0. Resources


1. Start the Project

If you’re interested in learning how to create a new Spark project in Scala, refer to the first post on Apache Spark. In this guide, we utilize the same project that was used in previous tutorials and will continue to use in future ones. You can download this project from the following repository: https://github.com/simdangelo/apache-spark-blog-tutorial.


2. Pre-Partitioning

The main idea behind Pre-Partitioning technique is: partition your data so that Spark doesn’t have to.

2.1. Partition early is a good idea

Let’s start by creating a new Scala file called Pre-Partitioning and let’s write the usual configuration:

val spark = SparkSession.builder
  .appName("Pre-Partitioning")
  .master("local[*]")
  .config("spark.sql.adaptive.enabled", "false")
  .getOrCreate()
  
spark.sparkContext.setLogLevel("WARN")
import spark.implicits._

Let’s say by assumption you have 2 Datasets with different number of partitions:

val initialTable = spark.range(1, 10000000).repartition(10)
val narrowTable = spark.range(1, 5000000).repartition(7)

In order to join these two tables, Spark will need to repartition them in the same partitioning schema.

Let’s define a method that takes an argument of type T and a dataset in the form of Dataset[T], which I supposed it has a column called id and a number n of type Int, and this will return a DataFrame. The goal of this method is to add n new columns to df:

def addColumns[T](df: Dataset[T], n: Int): DataFrame = {
    val newColumns = (1 to n).map(i => s"id * $i as newCol$i")
    df.selectExpr("id" +: newColumns: _*)
  }

For instance, if you calladdColumnd(initiaTable, 3), you’ll have a DataFrame with columns id, newCol1, newCol2, newCol3 which values are, respectively id*1, id*2, id*3.
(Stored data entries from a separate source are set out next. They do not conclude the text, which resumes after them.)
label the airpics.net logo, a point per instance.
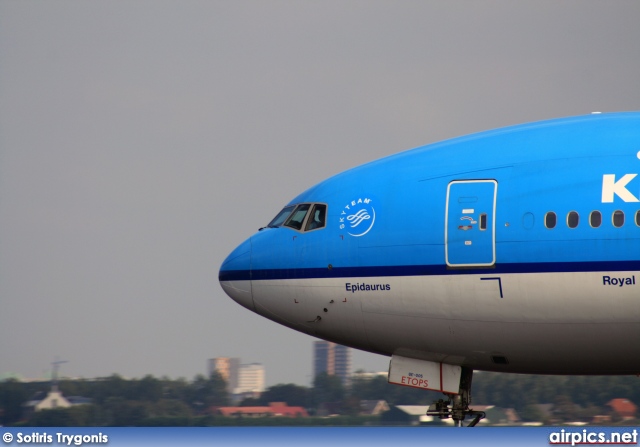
(358, 217)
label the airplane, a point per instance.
(512, 250)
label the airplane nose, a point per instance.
(235, 275)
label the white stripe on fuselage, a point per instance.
(548, 316)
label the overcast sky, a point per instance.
(141, 141)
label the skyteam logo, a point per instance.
(358, 217)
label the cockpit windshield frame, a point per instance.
(301, 217)
(281, 217)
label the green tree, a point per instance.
(293, 395)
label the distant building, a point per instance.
(280, 409)
(250, 379)
(241, 379)
(53, 399)
(333, 359)
(624, 408)
(228, 368)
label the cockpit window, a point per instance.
(281, 217)
(310, 216)
(297, 217)
(317, 217)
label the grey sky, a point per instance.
(140, 142)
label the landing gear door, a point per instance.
(470, 229)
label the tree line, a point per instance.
(150, 401)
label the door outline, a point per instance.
(493, 225)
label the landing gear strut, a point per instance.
(457, 405)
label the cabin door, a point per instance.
(470, 228)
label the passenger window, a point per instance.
(297, 217)
(483, 221)
(550, 220)
(618, 218)
(317, 218)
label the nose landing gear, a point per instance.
(457, 405)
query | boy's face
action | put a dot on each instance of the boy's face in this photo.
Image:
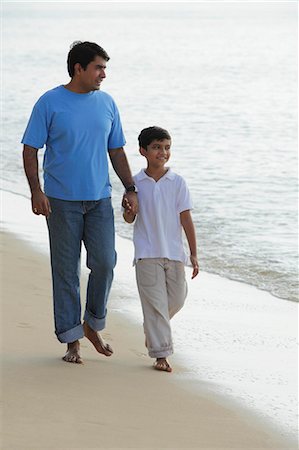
(157, 153)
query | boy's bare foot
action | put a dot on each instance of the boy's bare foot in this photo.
(163, 365)
(96, 339)
(73, 353)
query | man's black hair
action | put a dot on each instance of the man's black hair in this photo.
(83, 53)
(149, 134)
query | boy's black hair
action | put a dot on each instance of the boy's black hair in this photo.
(83, 53)
(149, 134)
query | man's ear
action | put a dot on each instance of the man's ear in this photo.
(142, 151)
(78, 68)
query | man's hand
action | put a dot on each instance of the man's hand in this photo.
(40, 204)
(195, 266)
(130, 202)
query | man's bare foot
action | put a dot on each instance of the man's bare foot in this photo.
(163, 365)
(96, 339)
(73, 353)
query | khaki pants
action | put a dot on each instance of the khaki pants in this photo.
(163, 289)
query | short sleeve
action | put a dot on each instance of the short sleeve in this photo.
(36, 133)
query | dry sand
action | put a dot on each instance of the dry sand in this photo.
(107, 403)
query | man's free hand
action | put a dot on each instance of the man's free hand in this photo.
(195, 266)
(40, 204)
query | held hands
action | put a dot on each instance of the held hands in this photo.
(195, 266)
(130, 203)
(40, 204)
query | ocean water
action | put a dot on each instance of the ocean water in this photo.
(220, 76)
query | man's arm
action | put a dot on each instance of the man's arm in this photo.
(187, 224)
(121, 166)
(39, 201)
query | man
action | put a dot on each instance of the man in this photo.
(80, 125)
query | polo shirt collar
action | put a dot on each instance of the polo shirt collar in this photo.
(143, 176)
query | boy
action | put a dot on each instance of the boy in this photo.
(164, 209)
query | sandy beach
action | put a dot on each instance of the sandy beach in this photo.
(118, 402)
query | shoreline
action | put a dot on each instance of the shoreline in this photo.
(116, 402)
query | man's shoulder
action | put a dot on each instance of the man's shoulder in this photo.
(50, 94)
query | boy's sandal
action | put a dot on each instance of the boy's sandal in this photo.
(162, 365)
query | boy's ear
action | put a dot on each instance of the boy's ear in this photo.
(142, 151)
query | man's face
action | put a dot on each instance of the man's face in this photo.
(91, 78)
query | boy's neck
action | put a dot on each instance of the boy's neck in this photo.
(155, 173)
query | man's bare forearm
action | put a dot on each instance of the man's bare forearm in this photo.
(31, 168)
(121, 166)
(39, 201)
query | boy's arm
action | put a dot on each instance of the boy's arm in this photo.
(187, 224)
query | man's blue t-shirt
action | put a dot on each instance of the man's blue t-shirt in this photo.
(78, 130)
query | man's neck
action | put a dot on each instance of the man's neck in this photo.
(74, 87)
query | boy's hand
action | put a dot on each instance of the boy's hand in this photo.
(130, 202)
(195, 266)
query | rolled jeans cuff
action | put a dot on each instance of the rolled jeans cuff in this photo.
(71, 335)
(94, 323)
(162, 353)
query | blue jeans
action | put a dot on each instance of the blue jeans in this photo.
(70, 224)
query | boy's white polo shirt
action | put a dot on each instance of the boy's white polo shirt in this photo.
(157, 228)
Let’s present 2 scenarios:

  • Scenario 1:
    // scenario 1
    val wideTable = addColumns(initialTable, 30)
    val join1 = wideTable.join(narrowTable, "id")
  • Scenario 2:
    // scenario 2
    val altNarrow = narrowTable.repartition($"id")
    val altInitial = initialTable.repartition($"id")
    val join2 = altInitial.join(altNarrow, "id")
    val result2 = addColumns(join2, 30)

Then let’s run an action to trigger the Spark Application by running:

def main(args: Array[String]): Unit = {  
  join1.show()  
  result2.show()  
 
  Thread.sleep(1000000000)  
}

If we look at the SparkUI, we’ll see that Scenario 1 runs in 16 seconds, while Scenario 2 runs in 2 seconds: 739489944ed0c22f489210fea10bcc91

Let’s see the Query Plan of Scenario 1: 72db773c5cc91d994c68e31258e6df49

then the Query Plan of *Scenario 2: 6f5b17be7e124e09aa40991ad47229ac

  • Scenario 1. We have a SortMergeJoin between the 2 DF, which is a standard join. This SortMergeJoin assumes that both branches of this join need to be shuffled and sorted by the column that’s being joined on. So both branches of this query plan end with an Exchange hashpartitioning and a Sort before the SortMergeJoin is being executed. This happens despite the fact that the two DF have been recently repartitioned into 10 and 7 partitions respectively. This happens because the repartition with a number of partitions employs a different kind of partitioner. Indeed we have a RoundRobinPartitioning for both DF, which does not guarantee that the rows with identical key are on the same partitions. Summing up: the RoundRobinPartitioning is the one we apply manually just to simulate a real case scenario; then the two DF need to be partitioned again so that the rows with the same key will be in the same partitions. In total 4 shuffles: the first two ones done manually and the last two done by Spark to guarantee the join correctness.
  • Scenario2. This is much simpler. Spark creates a range and it directly performs an hashpartitioning because it recognises that we’re simply changing the partitioning scheme for the DF. It automatically changes the partitioned from a RoundRobinPartitioning to a repartition by id, which is hashpartitioning scheme. So, whenever you do a repartition by a column, Spark will use a hashpartitioning, that is the rows with the same value for the id column will sit on the same partition. This happens for both DF being joined and so we are using the same hashpartitioning scheme for both DF. Now, because the two DF have the same partitioner, they’re called co-partitioned: d3bdbbbdfede3292b04dd6fc1a016809

    So in Scenario 2 we are doing a join on co-partitioned DF, which is much faster. In total we have only 2 shuffles.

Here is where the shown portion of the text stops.